These remarks motivate our proposal of an evaluation framework based on a radio broadcast corpus.

Existing Evaluation Protocols

As stated in the previous section, a large majority of the past contributions rely on synthetic audio degradations; this constrains the evaluation protocol and the corpus. Indeed, in most cases, the corpus consists of a collection of unrelated audio (mostly music) tracks. The queries are subsets of the original tracks, on which various degradations are applied. The dominant evaluation protocol thus consists in detecting in the queries the original tracks learnt from the corpus.

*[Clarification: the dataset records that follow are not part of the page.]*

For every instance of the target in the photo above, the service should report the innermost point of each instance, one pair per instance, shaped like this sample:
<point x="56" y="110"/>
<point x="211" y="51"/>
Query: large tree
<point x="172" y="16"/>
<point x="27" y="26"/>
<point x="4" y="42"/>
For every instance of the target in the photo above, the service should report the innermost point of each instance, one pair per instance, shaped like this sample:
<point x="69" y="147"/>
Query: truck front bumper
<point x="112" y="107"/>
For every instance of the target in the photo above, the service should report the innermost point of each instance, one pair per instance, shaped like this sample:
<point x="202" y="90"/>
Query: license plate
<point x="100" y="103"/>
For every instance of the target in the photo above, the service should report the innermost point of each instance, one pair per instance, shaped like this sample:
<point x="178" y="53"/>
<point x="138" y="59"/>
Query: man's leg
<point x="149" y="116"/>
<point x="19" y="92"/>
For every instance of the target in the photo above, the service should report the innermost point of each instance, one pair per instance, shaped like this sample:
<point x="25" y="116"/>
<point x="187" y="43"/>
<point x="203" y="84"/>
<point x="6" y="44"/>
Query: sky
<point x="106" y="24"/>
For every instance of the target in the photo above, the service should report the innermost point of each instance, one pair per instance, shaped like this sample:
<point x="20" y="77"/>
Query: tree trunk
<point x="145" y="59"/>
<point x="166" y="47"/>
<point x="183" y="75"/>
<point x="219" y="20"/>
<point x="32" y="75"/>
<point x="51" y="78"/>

However, it remains focused on the false rejects (also called false negatives or deletion errors). A slightly different protocol involves a collection of matching and nonmatching pairs of audio excerpts. The matching pairs include original clean tracks and their degraded versions, and the nonmatching pairs are arbitrary. Through the number of matching and nonmatching pairs, the balance between false rejects and false alarms (also called false positives or insertion errors) can be controlled.

Another interesting approach deals with the distances between fingerprint codes themselves. It cannot evaluate directly the performance of an algorithm, but the comparison of the distributions of matching and nonmatching fingerprint pairs gives very useful insights on the discriminativity of a fingerprint code. This was initiated by Haitsma and Kalker (Citation2002), who measure the bit error rate (BER, i.e., the Hamming distance) on the binary Philips fingerprint.

As stated in the previous section, the last protocol encountered in the literature is based on real broadcast recordings that include occurrences of the corpus's audio items. The drawback is a reduced control over the number of occurrences, but the “real-world” combinations of degradation and the presence of long sections with no occurrence enforce the realism of the evaluation.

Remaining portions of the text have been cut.